Am 6 und 7. November 2021 organisierte die Hanns-Seidel-Stiftung (HSS) zusammen mit der Renmin-Universität, der Konrad-Adenauer-Stiftung und der Shanghai Jiaotong University in Peking im Hybridformat die dritte Ausgabe des Internationalen Symposiums zur Rolle der Hauptstadt. Ein spezieller Fokus lag dabei auf der Zeit nach dem 2. Weltkrieg und der Frage, welche Lehren die unterschiedlichen Hauptstädte in West- und Osteuropa oder in China aus diesem katastrophalen Ereignis für den (Wieder-) Aufbau ihrer nationalen Hauptstadt gezogen haben.

An der zweitägigen Konferenz nahmen unter Leitung von Professorin Meng Hong vor Ort in Peking zahlreiche chinesische Professoren und renommierte Experten teil. Dazu gehören u.a. der ehemalige chinesische Botschafter in Deutschland Shi Mingde, Zhang Miao, Parteisekretär des städtischen Verbands für Sozialwissenschaften und des Planungsbüros für Sozialwissenschaften, oder Prof. Ye Yumin, Vizedirektorin des Akademischen Komitees des Forschungsinstituts für die Entwicklung und Strategie der Hauptstadt. Per Videoschalte konnten sich zudem zahlreiche internationale Kollegen mit Schilderungen über die Stadtentwicklung in ihren Ländern einbringen. Hier sind zum Beispiel Prof. Konrad H. Jarausch von der University of North Carolina und ehemaliger Direktor des Zentrums für Zeithistorische Forschung (ZZF) in Potsdam, Prof. Martin Baumeister, Direktor des Deutschen Historischen Instituts in Rom (DHI Rom), oder Dr. Katja Levy, Research Fellow am Manchester China Institute der University of Manchester, zu nennen. Auf diese Weise fanden wertvolle Beiträge aus Deutschland, Polen, Ungarn oder England ihren Weg in die Diskussionen, wodurch ein interessanter, vielfältiger und gewinnbringender Vergleich der Hauptstadtentwicklung in verschiedenen Teilen der Welt ermöglicht wurde.
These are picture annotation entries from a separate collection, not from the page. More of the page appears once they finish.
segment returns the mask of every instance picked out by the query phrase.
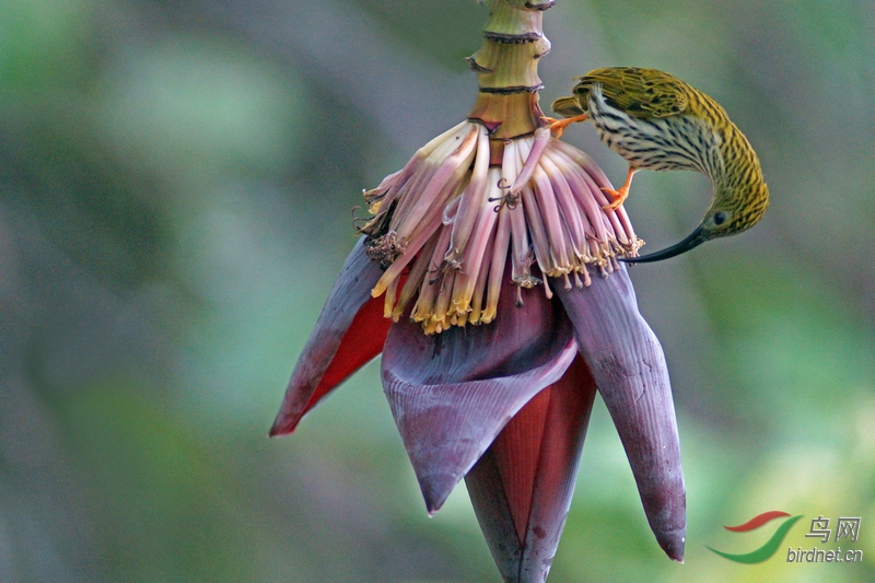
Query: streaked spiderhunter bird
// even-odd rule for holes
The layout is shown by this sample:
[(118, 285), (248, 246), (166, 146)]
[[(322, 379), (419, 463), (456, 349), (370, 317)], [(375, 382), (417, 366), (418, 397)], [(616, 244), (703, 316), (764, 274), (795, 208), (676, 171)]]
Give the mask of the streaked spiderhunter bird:
[(656, 69), (609, 67), (579, 78), (574, 94), (552, 109), (555, 133), (591, 119), (608, 148), (629, 162), (626, 184), (609, 190), (618, 208), (639, 170), (692, 170), (711, 179), (713, 197), (699, 226), (680, 243), (628, 263), (667, 259), (704, 243), (754, 226), (769, 206), (769, 187), (745, 135), (714, 100)]

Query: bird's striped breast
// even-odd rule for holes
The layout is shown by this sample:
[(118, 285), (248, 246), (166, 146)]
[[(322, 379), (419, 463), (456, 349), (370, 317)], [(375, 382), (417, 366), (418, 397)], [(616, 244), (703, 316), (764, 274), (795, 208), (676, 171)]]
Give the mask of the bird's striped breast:
[(590, 118), (608, 148), (635, 168), (692, 170), (714, 178), (723, 167), (721, 136), (691, 115), (635, 117), (610, 106), (598, 85), (590, 93)]

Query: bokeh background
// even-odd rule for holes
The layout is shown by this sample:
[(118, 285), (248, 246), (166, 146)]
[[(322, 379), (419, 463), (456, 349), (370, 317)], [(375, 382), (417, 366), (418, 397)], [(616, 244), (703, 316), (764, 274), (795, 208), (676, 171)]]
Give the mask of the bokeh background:
[[(434, 518), (370, 364), (267, 429), (361, 190), (458, 123), (474, 0), (0, 1), (0, 582), (499, 581), (464, 487)], [(669, 362), (686, 565), (593, 415), (551, 581), (875, 580), (875, 3), (560, 0), (547, 105), (611, 65), (715, 96), (758, 150), (754, 231), (633, 269)], [(567, 139), (619, 183), (588, 126)], [(661, 248), (710, 185), (641, 173)], [(742, 565), (723, 525), (803, 514)], [(856, 543), (804, 535), (862, 517)], [(788, 564), (786, 547), (863, 550)]]

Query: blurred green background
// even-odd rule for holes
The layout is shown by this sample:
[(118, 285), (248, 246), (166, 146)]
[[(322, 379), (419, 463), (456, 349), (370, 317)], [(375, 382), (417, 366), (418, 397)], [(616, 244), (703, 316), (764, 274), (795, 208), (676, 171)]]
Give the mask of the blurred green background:
[[(464, 487), (427, 518), (372, 363), (267, 429), (362, 188), (467, 114), (474, 0), (0, 1), (0, 582), (499, 581)], [(669, 362), (687, 562), (604, 406), (551, 581), (875, 580), (875, 4), (560, 0), (546, 106), (611, 65), (716, 97), (758, 150), (754, 231), (633, 269)], [(615, 183), (588, 126), (567, 139)], [(651, 249), (710, 185), (641, 173)], [(727, 533), (767, 510), (773, 532)], [(862, 517), (859, 564), (788, 564)]]

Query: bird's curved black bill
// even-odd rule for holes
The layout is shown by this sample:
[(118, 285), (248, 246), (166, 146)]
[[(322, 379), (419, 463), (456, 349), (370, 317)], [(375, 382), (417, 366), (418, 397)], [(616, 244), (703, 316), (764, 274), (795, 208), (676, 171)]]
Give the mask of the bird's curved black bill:
[(693, 247), (698, 247), (702, 243), (708, 241), (704, 237), (703, 229), (699, 225), (696, 231), (690, 233), (687, 238), (672, 245), (670, 247), (666, 247), (663, 250), (657, 250), (656, 253), (651, 253), (650, 255), (643, 255), (641, 257), (622, 257), (620, 261), (626, 261), (627, 264), (650, 264), (653, 261), (662, 261), (663, 259), (669, 259), (675, 257), (676, 255), (680, 255), (681, 253), (687, 253)]

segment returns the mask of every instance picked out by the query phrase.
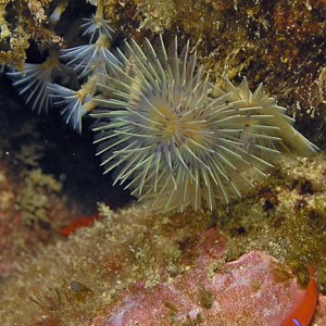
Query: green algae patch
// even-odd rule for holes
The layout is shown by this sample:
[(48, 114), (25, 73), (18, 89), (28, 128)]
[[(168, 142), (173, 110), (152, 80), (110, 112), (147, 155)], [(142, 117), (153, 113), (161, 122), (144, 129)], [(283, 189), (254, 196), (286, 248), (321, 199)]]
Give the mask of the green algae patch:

Im Folgenden werden primär die Schilderungen der drei Experten zusammengefasst, die die HSS für die Konferenz eingeladen hat: Prof. Yves Flückiger (Rektor der Universität Genf, Schweiz), Mag. Stephan Auer-Stüger (Abgeordneter im Wiener Landtag) und Regina Bäck (Doktorandin an der Katholischen Universität Eichstätt und Katholischen Stiftungshochschule
München).

Wissenschaft als Fundament des Austauschs

Prof. Flückiger konzentrierte sich in seinem Vortrag „Higher Education and Science policy on the development of the City of Geneva after 2nd World War” zwar nicht auf die Hauptstadt der Schweiz, zeigte aber eindrucksvoll, wie wichtig der wissenschaftliche und humanitäre Sektor in Genf für die Schweiz als Ganzes war, um eine wichtige und konstruktive Rolle in die internationalen zu spielen. 1863 markierte nicht nur für Genf, sondern für die ganze Welt einen Meilenstein – in diesem Jahr wurde in der Stadt am Genfer See das Internationale Komitee des Roten Kreuzes (ICRC) gegründet. Circa 60 Jahre später sollte auch der Vorgänger der heutigen Vereinten Nationen, die League of Nations (LoN) hier gegründet werden. In der Gründungsphase der UN nach dem 2. Weltkrieg war es nur folgerichtig, ein wichtiges Büro (das für Menschenrechte) in Genf zu situieren. Es waren die ersten Jahre nach dem katastrophalen Krieg, in denen Genf endgültig zur Hauptstadt der internationalen Gemeinschaft wurde: innerhalb weniger Jahre ließen sich hier die ILO, die GATT, die WHO oder die UNHCR nieder. Heute nennen 41 internationale Organisationen und über 1.000 NGOs Genf ihr Zuhause. Mit der Eröffnung des CERN im Jahr 1953 wurde auch die Rolle der Stadt als Heimat für bahnbrechende Forschung zementiert. Auch die Universität von Genf (UNIGE) spielt hier natürlich eine wichtige Rolle. Dem Vorbild der internationalen Ausrichtung der Stadt zeichnet sich auch die Universität durch ihren hohen Grad an Internationalität aus: circa 40 Prozent der etwa 19.000 Studenten kamen aus dem Land in die Schweiz. Diese internationale Offenheit ist zum Leitprinzip der UNIGE geworden was sich auch an den zahlreichen Kooperationsprogrammen zeigt. Wie wichtig der stetige offene internationale Austausch ist, um Lösungen für globale Probleme zu finden, wurde leider Anfang 2020 durch die COVID-19-Pandemie abermals unterstrichen. Prof. Flückiger erinnert in diesem Kontext daran, dass es unerlässlich ist, multi-disziplinäres und multi-institutionelles Netzwerk zu schaffen, in dem sich Politik, Wissenschaft, internationale Organisationen und NGOs offen austauschen können. Zu diesem Zweck wurde bereits 2018 das „Geneva Science Policy Interface“ gegründet, das genau diese reibungslose Kommunikation unterstützen soll, um Win-win-Ergebnisse zu ermöglichen.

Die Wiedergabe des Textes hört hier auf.